Market as God

Some authors suggest that capitalism has become the new religion and that God did not die, but was instead transformed into money. Society has come to worship financial success as our reason for being, our raison d’être.

The Market as God analogy (Harvey Cox 2016) replaces the rights of people with the rights of shareholders. In deifying itself, the Market has become omniscient, omnipotent and omnipresent, basing its existence on the business theology of supply and demand. In this type of economic infrastructure, compassion for humanity cannot exist because the poor and needy have no currency, respect nor relevance.

In the book Sapiens, Yuval Noah Harari takes this analogy one step further stating that the “capitalist-consumerist ethic” has strong religious overtones, setting the lifestyles of the rich as the utopian paradise-reward. Money and envy have become the benchmarks for achieving heaven-on-earth. Our religion of consumerism encourages the less well-heeled to “go into debt buying cars and televisions they don’t really need. The supreme commandment of the rich is Invest! The supreme commandment of the rest of us is Buy!” (Harari 2014:349).

The meek shall not inherit the earth; the rich shall profit from the flock in huge abundance, with gifts received tax-free, guilt-free and delivered with admiration and thanks.
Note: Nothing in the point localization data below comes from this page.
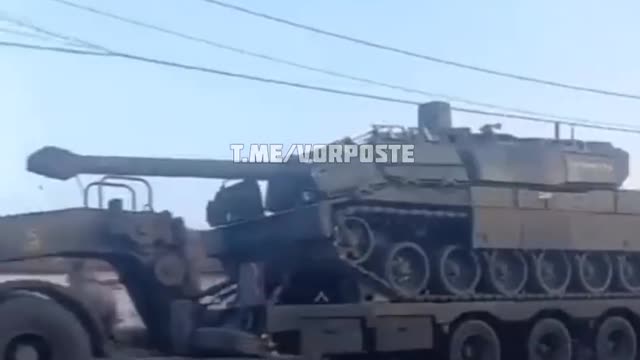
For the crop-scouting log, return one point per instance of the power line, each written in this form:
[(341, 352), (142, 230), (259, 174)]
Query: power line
[(325, 71), (302, 85), (430, 58), (212, 71)]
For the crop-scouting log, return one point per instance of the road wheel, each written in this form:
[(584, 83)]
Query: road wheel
[(474, 340), (549, 339), (37, 328), (616, 340)]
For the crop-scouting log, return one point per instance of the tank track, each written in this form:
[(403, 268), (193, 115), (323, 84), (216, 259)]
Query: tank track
[(377, 282)]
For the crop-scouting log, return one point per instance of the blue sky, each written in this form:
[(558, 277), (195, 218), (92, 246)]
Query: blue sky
[(111, 106)]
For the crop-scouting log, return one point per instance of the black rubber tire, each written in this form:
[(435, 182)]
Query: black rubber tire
[(479, 331), (33, 317), (622, 328), (554, 329)]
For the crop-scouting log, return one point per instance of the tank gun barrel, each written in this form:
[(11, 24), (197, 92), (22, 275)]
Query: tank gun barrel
[(57, 163)]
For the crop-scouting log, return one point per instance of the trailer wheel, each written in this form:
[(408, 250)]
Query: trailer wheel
[(474, 340), (616, 340), (37, 328), (549, 339)]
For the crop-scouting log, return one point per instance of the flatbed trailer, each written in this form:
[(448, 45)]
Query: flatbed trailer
[(428, 330)]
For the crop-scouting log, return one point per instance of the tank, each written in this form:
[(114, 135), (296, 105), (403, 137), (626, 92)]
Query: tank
[(471, 215)]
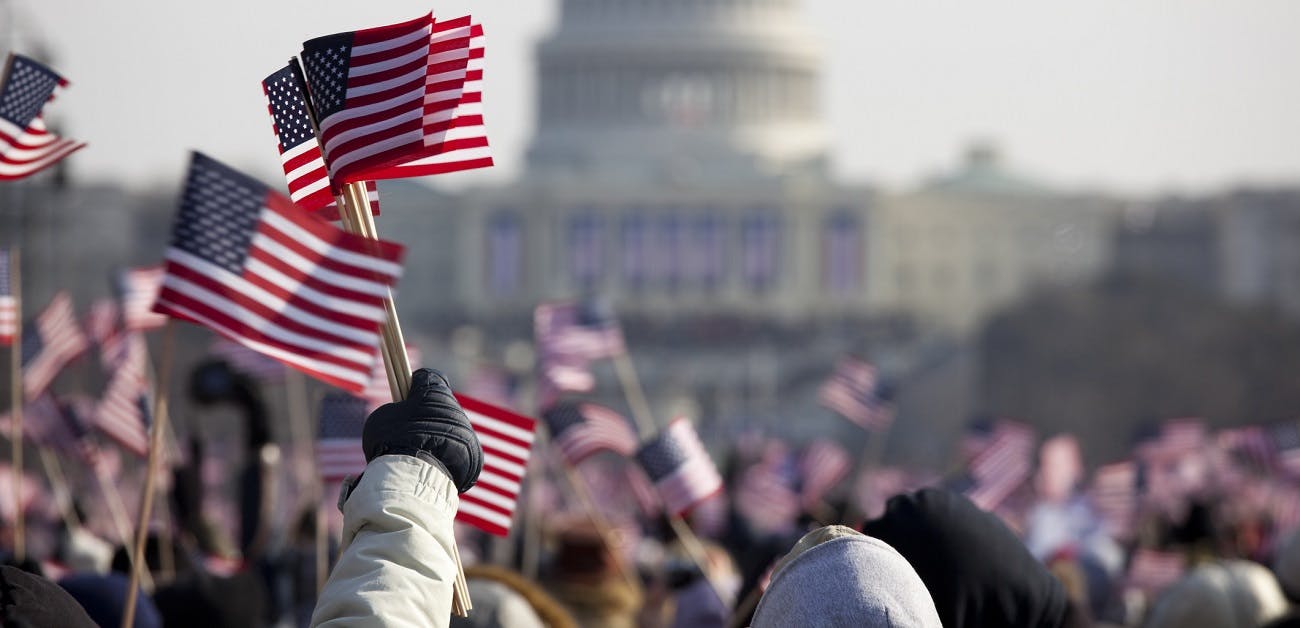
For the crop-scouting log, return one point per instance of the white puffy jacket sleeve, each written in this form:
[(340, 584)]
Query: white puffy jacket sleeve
[(395, 567)]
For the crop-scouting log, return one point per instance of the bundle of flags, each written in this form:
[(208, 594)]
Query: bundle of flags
[(679, 467), (26, 143), (250, 265), (856, 392)]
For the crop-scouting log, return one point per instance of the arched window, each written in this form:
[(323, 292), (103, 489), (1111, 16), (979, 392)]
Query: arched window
[(761, 238), (505, 254), (841, 254), (586, 248)]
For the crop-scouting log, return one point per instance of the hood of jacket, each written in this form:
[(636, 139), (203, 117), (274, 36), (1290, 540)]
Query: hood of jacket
[(839, 577)]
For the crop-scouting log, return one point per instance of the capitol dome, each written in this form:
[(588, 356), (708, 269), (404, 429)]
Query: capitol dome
[(668, 89)]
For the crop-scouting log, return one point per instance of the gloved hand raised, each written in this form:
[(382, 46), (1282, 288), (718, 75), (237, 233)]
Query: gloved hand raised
[(430, 425)]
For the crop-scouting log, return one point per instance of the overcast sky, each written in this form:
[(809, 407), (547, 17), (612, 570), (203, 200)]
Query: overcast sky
[(1144, 96)]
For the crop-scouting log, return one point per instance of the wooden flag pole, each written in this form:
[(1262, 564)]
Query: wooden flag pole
[(354, 211), (635, 394), (20, 533), (142, 524), (646, 427)]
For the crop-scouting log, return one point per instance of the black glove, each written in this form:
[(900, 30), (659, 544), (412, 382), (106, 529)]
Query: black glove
[(430, 425)]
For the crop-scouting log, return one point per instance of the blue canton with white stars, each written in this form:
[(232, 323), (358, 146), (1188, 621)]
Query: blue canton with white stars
[(326, 61), (662, 457), (287, 108), (342, 416), (219, 213), (5, 289), (26, 90)]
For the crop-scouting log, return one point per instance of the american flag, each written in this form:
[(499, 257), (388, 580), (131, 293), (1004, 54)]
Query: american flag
[(246, 360), (8, 302), (856, 393), (581, 429), (1002, 466), (679, 467), (338, 445), (1152, 571), (139, 290), (766, 494), (453, 105), (1251, 445), (59, 427), (388, 95), (124, 411), (822, 467), (246, 263), (299, 151), (26, 146), (1114, 494), (568, 332), (50, 345), (507, 441)]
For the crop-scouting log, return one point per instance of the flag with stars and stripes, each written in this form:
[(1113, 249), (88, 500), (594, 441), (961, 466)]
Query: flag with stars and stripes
[(248, 264), (679, 467), (823, 464), (581, 429), (124, 411), (507, 440), (1114, 496), (857, 393), (50, 345), (766, 493), (26, 144), (454, 112), (568, 332), (388, 95), (1002, 466), (60, 427), (338, 444), (8, 302), (299, 150), (141, 289)]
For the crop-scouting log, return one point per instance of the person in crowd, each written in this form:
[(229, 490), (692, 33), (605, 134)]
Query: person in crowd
[(585, 576), (1220, 594), (30, 601), (397, 564), (976, 571), (836, 576)]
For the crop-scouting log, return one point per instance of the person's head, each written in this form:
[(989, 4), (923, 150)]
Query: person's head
[(836, 576), (978, 571), (30, 601), (1227, 594)]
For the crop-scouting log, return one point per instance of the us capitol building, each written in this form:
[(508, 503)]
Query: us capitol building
[(680, 167)]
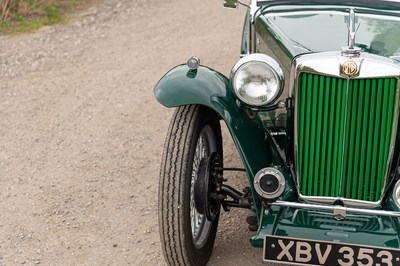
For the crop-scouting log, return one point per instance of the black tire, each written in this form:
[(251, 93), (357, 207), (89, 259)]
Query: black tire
[(191, 126)]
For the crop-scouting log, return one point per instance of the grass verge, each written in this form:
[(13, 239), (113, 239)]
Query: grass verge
[(18, 16)]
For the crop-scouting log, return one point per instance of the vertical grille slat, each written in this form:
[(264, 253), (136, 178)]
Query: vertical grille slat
[(344, 133)]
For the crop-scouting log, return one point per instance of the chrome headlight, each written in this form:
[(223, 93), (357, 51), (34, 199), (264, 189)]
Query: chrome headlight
[(257, 79), (396, 194)]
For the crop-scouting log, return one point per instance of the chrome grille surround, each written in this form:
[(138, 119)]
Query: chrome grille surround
[(329, 64)]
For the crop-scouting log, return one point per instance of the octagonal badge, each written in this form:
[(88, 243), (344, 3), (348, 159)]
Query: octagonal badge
[(349, 68)]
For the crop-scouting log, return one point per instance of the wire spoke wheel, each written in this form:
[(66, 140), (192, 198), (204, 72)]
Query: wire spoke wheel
[(187, 236)]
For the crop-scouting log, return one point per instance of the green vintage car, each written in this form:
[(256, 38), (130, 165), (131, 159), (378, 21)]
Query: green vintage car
[(312, 106)]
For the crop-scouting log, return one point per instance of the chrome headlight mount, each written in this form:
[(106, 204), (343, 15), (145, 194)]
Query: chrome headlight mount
[(257, 80)]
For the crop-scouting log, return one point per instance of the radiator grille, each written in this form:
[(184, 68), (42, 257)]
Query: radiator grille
[(344, 133)]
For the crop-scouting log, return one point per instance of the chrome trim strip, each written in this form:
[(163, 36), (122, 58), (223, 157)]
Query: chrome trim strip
[(344, 139), (334, 208), (328, 64)]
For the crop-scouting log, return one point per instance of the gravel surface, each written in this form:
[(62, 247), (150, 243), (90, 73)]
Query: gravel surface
[(81, 134)]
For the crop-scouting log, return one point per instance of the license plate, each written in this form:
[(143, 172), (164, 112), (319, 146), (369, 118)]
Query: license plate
[(309, 252)]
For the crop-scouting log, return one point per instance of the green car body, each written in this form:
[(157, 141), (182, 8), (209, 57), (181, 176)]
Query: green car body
[(335, 137)]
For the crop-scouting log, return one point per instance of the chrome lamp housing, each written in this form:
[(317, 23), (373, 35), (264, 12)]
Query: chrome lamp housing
[(257, 80)]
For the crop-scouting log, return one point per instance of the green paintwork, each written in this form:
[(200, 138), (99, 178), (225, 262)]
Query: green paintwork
[(327, 31), (207, 87), (363, 130), (380, 231), (325, 119)]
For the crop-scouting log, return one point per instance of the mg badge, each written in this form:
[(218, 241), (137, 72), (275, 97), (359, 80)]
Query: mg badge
[(350, 68)]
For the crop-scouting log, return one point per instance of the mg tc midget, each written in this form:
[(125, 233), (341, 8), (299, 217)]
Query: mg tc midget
[(312, 106)]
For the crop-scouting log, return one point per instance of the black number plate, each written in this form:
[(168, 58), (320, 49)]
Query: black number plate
[(309, 252)]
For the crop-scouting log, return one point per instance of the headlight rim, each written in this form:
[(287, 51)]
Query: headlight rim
[(270, 63)]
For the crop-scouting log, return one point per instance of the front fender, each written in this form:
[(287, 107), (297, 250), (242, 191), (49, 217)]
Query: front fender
[(207, 87)]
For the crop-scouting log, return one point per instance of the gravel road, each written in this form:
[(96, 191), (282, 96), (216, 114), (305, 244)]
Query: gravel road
[(81, 134)]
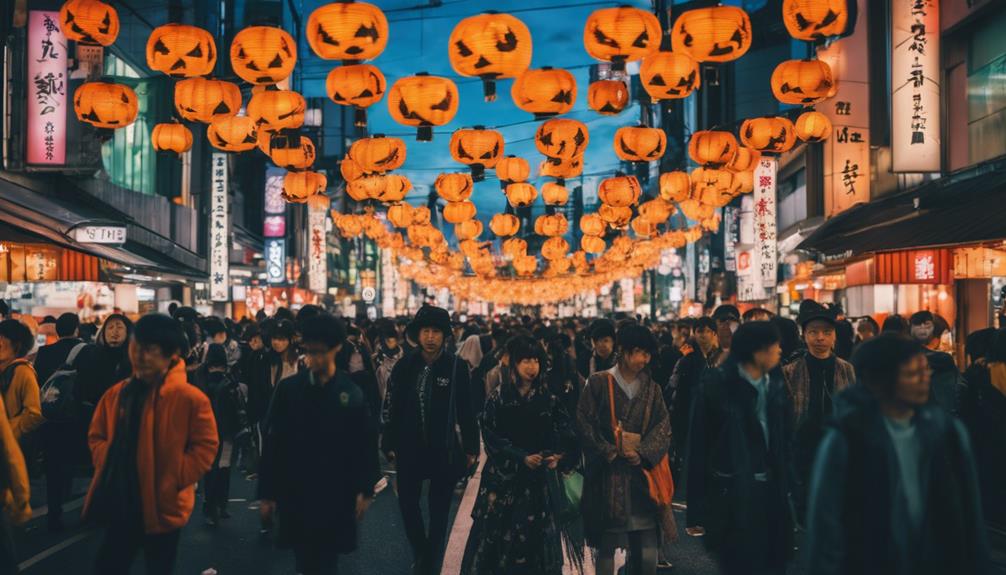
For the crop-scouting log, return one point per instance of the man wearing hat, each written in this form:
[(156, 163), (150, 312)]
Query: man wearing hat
[(814, 380), (430, 430)]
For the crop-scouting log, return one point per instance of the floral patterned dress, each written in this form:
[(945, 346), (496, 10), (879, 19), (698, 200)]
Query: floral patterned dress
[(517, 515)]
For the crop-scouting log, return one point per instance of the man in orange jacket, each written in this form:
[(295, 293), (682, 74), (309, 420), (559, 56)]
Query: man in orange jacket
[(153, 436)]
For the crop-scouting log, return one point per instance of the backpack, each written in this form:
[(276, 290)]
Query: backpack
[(57, 393)]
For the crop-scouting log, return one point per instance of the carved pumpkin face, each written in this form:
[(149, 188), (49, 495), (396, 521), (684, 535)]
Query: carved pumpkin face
[(802, 81), (478, 148), (263, 54), (608, 97), (234, 134), (206, 101), (275, 110), (669, 75), (815, 19), (717, 34), (712, 148), (771, 134), (424, 102), (378, 154), (621, 34), (105, 105), (544, 91), (640, 144), (490, 46), (562, 139), (90, 22), (180, 50), (350, 31)]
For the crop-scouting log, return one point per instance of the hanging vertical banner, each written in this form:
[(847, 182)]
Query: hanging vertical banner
[(317, 243), (914, 68), (765, 219), (847, 152), (219, 232), (46, 112)]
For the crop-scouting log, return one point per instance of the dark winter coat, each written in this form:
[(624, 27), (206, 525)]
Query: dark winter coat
[(725, 449), (449, 407), (851, 529), (319, 453)]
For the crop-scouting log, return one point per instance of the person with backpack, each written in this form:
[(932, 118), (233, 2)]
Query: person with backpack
[(231, 422)]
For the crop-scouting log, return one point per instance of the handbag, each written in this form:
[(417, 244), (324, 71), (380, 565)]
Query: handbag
[(659, 481)]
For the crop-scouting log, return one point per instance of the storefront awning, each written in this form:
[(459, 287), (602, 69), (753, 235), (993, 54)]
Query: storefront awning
[(961, 208)]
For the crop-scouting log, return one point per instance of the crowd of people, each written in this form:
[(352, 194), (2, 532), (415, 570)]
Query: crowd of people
[(863, 446)]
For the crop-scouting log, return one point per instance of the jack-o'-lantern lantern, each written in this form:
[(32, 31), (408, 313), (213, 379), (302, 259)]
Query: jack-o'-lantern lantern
[(348, 31), (180, 50), (561, 139), (816, 19), (423, 101), (105, 105), (813, 127), (615, 216), (232, 134), (744, 160), (504, 225), (468, 229), (490, 46), (712, 148), (206, 101), (640, 144), (769, 134), (554, 248), (274, 110), (455, 212), (521, 194), (477, 148), (593, 243), (554, 194), (544, 91), (304, 184), (512, 169), (669, 75), (716, 34), (454, 187), (396, 187), (263, 54), (368, 187), (400, 214), (90, 22), (620, 191), (608, 97), (350, 169), (359, 85), (802, 81), (621, 34), (551, 225), (299, 157), (592, 224), (171, 138), (378, 154), (675, 186)]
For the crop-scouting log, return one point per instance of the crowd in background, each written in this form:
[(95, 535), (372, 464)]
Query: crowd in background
[(866, 446)]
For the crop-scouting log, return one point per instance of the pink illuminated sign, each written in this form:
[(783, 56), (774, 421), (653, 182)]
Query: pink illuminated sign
[(47, 79)]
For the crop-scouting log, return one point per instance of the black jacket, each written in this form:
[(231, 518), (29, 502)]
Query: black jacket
[(449, 406), (725, 449), (850, 526), (319, 453)]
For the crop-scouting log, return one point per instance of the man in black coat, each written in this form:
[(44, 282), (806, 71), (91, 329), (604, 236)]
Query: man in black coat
[(739, 455), (319, 494), (428, 402)]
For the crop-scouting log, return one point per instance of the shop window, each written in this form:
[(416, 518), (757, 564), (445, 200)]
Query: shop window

In John Rapley’s Twilight of the Money Gods: Economics as a Religion and How it all Went Wrong, the promised land of material abundance is discussed. The book examines the discipline of economics covering the last five centuries. “While its prophets—from Adam Smith to John Maynard Keynes and Milton Friedman—concerned themselves with the human condition, its priesthood gradually grew remote from its followers, until it lost sight of their tribulations.” Rapley blames the unsustainability of our current economic state on the flawed relationship between governments and markets. The globally supported notion that the market knows best creates delusional infrastructures and financial problems, such as the inevitability of bursting bubbles, from Amsterdam tulips in 1637 to Bitcoin in 2022 (maybe?).

In a Market as God world, losing faith becomes more than personal; it can be profoundly devastating on mental, physical, economic and societal levels (Rx Music 2020).